Surface enhanced Raman spectroscopy-based biosensor using nano-sculptured thin film to detect glial fibrillary acidic protein (GFAP) in blast-exposed moderately injured rat serum.

To prevent neurological damage and enable effective treatment, especially for military personnel, there is a clinical requirement for rapid, accurate, and early diagnosis of blast-exposed traumatic brain injury (TBI). A silver nano-sculptured thin film (nSTF) based surface-enhanced Raman spectroscopy (SERS) biosensor is developed to detect TBI biomarker GFAP. The biosensor chip is prepared by immobilizing an anti-GFAP antibody onto the 4-aminothiophenol (4ATP) adsorbed over Ag-nSTF deposited over Si substrate. The GFAP biosensor is based on the enhancement in the intensity of SERS signal of 4ATP. SERS signals are recorded for varying concentrations of GFAP over the sensor chip.
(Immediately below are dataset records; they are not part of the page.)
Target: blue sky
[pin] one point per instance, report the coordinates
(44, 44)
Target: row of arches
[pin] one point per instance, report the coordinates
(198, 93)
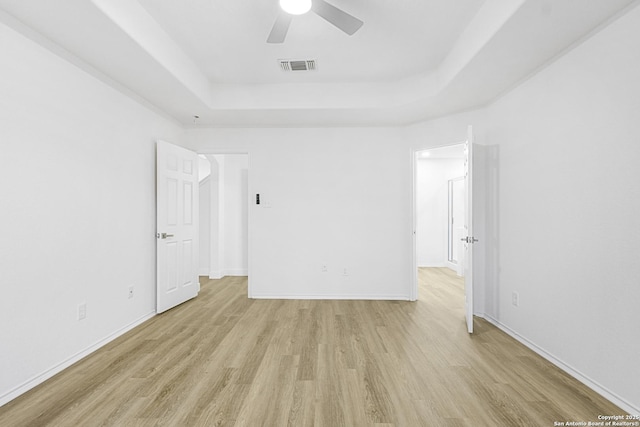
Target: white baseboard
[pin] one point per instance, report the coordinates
(236, 272)
(335, 297)
(40, 378)
(219, 274)
(584, 379)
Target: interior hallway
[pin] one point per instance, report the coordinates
(222, 359)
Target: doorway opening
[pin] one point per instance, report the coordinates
(224, 213)
(439, 210)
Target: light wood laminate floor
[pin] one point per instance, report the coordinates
(223, 359)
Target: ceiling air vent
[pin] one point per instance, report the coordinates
(297, 65)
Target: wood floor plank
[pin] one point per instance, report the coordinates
(225, 360)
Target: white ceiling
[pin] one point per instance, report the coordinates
(411, 60)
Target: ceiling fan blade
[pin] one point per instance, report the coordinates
(341, 19)
(280, 28)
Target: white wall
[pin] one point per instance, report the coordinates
(77, 185)
(432, 209)
(565, 148)
(205, 226)
(558, 205)
(235, 255)
(338, 197)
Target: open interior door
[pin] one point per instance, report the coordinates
(177, 226)
(468, 239)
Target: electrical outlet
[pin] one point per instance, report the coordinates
(82, 311)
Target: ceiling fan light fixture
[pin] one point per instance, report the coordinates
(296, 7)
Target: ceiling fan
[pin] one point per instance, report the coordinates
(338, 17)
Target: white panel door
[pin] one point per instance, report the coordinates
(177, 226)
(468, 239)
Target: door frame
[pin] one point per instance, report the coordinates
(220, 151)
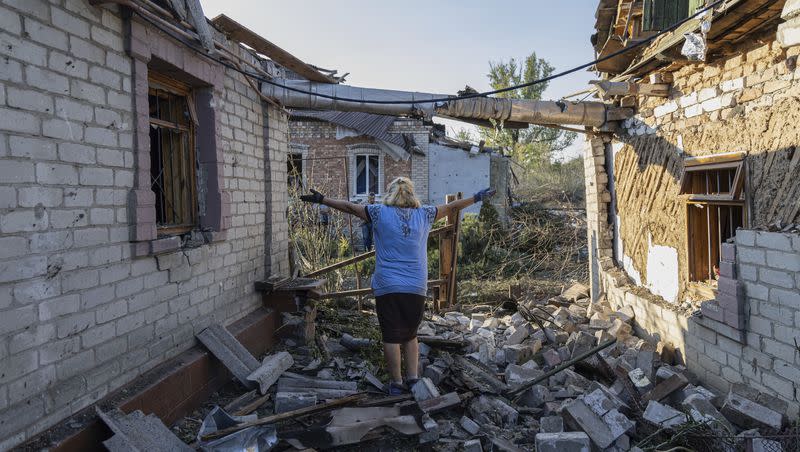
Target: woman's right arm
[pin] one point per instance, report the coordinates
(339, 204)
(456, 206)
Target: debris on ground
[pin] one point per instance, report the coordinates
(556, 374)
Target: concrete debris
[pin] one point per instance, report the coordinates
(424, 389)
(270, 370)
(231, 352)
(749, 408)
(473, 445)
(562, 374)
(290, 401)
(663, 415)
(469, 425)
(137, 432)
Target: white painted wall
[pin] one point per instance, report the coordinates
(662, 271)
(454, 170)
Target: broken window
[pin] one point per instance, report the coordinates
(172, 154)
(367, 174)
(661, 14)
(294, 169)
(715, 209)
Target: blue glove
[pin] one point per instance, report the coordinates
(483, 194)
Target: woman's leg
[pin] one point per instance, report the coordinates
(411, 357)
(392, 354)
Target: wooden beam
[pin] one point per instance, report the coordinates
(341, 264)
(244, 35)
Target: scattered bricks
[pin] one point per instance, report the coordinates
(640, 380)
(518, 334)
(563, 442)
(469, 425)
(701, 410)
(598, 402)
(289, 401)
(491, 410)
(663, 415)
(743, 406)
(519, 353)
(620, 330)
(551, 357)
(516, 374)
(673, 383)
(424, 389)
(434, 373)
(536, 396)
(578, 416)
(551, 424)
(618, 423)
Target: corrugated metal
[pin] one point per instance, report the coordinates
(376, 126)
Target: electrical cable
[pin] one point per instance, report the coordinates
(443, 99)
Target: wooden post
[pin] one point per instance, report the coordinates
(447, 251)
(350, 225)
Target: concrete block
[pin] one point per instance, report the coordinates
(741, 407)
(563, 442)
(424, 389)
(663, 415)
(516, 374)
(701, 410)
(773, 240)
(288, 401)
(469, 425)
(579, 416)
(473, 445)
(231, 352)
(776, 278)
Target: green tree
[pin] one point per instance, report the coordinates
(536, 144)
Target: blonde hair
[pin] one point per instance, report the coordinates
(400, 193)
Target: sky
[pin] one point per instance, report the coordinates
(434, 46)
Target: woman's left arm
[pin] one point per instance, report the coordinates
(339, 204)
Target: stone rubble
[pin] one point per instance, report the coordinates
(503, 365)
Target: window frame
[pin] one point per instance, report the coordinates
(365, 151)
(160, 82)
(733, 198)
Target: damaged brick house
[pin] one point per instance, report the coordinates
(693, 202)
(142, 193)
(330, 149)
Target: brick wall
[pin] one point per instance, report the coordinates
(763, 354)
(745, 102)
(79, 316)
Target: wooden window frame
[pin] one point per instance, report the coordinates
(158, 82)
(710, 202)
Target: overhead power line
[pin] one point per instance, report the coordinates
(441, 99)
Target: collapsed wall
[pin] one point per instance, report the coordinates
(638, 236)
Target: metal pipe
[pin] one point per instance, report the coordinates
(485, 108)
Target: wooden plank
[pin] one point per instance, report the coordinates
(341, 264)
(240, 33)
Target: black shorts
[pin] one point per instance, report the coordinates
(399, 315)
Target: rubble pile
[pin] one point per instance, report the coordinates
(562, 374)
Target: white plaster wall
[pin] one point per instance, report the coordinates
(662, 271)
(454, 170)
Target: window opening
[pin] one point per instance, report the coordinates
(295, 171)
(715, 209)
(367, 174)
(172, 154)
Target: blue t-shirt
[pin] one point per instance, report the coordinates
(401, 248)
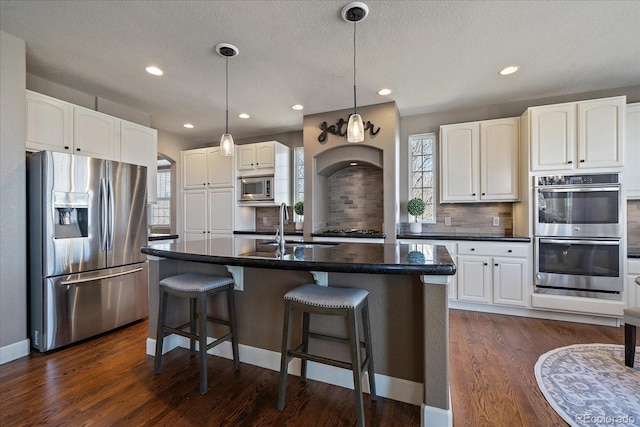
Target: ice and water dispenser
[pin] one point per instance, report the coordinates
(72, 211)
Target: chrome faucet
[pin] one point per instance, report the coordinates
(284, 215)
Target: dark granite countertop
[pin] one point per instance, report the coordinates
(268, 233)
(465, 236)
(351, 235)
(411, 259)
(157, 236)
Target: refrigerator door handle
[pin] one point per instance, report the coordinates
(106, 276)
(103, 214)
(111, 224)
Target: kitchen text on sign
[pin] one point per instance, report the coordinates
(340, 129)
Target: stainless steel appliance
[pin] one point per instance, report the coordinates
(87, 222)
(256, 188)
(579, 205)
(580, 267)
(579, 236)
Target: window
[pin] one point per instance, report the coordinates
(161, 211)
(422, 150)
(298, 170)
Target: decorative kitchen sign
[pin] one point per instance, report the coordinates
(340, 129)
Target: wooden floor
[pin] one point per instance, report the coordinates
(109, 381)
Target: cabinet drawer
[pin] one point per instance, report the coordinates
(492, 249)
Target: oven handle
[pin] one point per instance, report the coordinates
(577, 190)
(582, 241)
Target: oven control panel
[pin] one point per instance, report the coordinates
(604, 178)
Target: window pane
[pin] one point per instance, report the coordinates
(422, 173)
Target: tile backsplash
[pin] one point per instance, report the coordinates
(470, 218)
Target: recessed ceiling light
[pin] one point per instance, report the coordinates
(509, 70)
(154, 70)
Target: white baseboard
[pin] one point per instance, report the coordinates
(536, 313)
(435, 417)
(386, 386)
(14, 351)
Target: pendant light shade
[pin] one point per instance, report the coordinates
(355, 128)
(227, 147)
(354, 12)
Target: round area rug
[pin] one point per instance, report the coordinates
(589, 385)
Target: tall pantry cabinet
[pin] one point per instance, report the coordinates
(209, 211)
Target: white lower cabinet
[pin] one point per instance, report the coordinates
(493, 273)
(633, 289)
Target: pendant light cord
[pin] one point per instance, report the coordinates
(355, 104)
(226, 72)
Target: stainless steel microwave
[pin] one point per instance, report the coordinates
(255, 189)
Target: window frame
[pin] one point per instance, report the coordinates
(410, 140)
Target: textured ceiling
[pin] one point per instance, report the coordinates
(433, 55)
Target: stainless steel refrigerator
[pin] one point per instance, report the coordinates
(87, 222)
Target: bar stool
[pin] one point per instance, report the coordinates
(198, 288)
(349, 302)
(631, 322)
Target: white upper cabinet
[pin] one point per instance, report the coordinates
(479, 161)
(49, 123)
(95, 134)
(139, 146)
(206, 168)
(220, 169)
(254, 159)
(632, 151)
(577, 135)
(194, 168)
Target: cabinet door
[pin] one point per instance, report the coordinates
(194, 212)
(265, 155)
(220, 207)
(459, 154)
(553, 137)
(220, 169)
(474, 279)
(509, 279)
(245, 155)
(600, 132)
(632, 151)
(139, 145)
(194, 169)
(49, 123)
(95, 134)
(499, 159)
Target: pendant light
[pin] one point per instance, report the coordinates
(354, 12)
(226, 141)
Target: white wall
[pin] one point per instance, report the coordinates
(13, 221)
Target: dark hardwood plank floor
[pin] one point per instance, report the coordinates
(109, 381)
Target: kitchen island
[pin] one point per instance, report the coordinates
(407, 284)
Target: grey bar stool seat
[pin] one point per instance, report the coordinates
(198, 288)
(350, 302)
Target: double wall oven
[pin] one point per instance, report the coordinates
(579, 236)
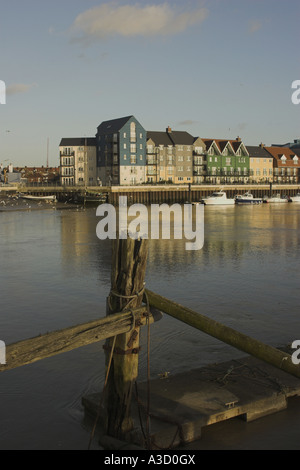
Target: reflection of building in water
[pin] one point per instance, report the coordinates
(80, 246)
(232, 234)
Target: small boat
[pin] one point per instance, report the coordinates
(247, 198)
(97, 198)
(218, 198)
(38, 198)
(275, 199)
(295, 198)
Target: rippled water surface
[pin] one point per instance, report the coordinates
(56, 273)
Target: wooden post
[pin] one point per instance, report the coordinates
(129, 259)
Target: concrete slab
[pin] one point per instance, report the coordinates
(181, 405)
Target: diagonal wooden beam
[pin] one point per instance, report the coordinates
(57, 342)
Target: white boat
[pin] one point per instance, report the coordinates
(247, 198)
(217, 198)
(295, 198)
(275, 199)
(38, 198)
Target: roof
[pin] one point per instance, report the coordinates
(171, 138)
(113, 125)
(159, 138)
(221, 143)
(277, 152)
(77, 141)
(257, 151)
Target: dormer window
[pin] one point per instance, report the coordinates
(283, 159)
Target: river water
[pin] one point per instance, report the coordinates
(55, 273)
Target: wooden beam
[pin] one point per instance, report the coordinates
(57, 342)
(226, 334)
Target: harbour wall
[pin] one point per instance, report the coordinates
(153, 194)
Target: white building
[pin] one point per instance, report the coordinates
(78, 163)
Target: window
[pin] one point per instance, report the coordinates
(132, 132)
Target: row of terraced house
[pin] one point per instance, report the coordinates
(124, 153)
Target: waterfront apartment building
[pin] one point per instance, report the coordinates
(261, 164)
(121, 151)
(227, 161)
(286, 165)
(78, 164)
(172, 157)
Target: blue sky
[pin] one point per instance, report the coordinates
(215, 68)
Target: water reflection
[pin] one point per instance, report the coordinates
(55, 272)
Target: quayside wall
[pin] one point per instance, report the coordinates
(151, 194)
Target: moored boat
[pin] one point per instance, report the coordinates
(295, 198)
(38, 198)
(276, 198)
(247, 198)
(217, 198)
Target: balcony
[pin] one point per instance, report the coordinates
(151, 160)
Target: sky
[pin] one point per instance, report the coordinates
(214, 68)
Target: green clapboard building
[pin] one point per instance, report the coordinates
(227, 161)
The limit of detection (LOD) of the sensor for GFAP in PBS, and in spiked control serum is achieved to be 1 pg/ml. The concentrations of GFAP in three blast-exposed moderately injured rat sera, validated with ELISA, are diluted 1000 times and found to be 15, 24, and 37 pg/ml. The sensor's performance is further validated in blind-fold tests of 1000 times diluted rat sera to predict blast or no-blast cases, in accordance with ELISA. The fabricated sensor offers specificity, repeatability, and reusability, along with a compact size, minimal analyte requirement (3 μl), and a rapid Raman readout (500 ms) with a total response time <15 min in comparison to ELISA.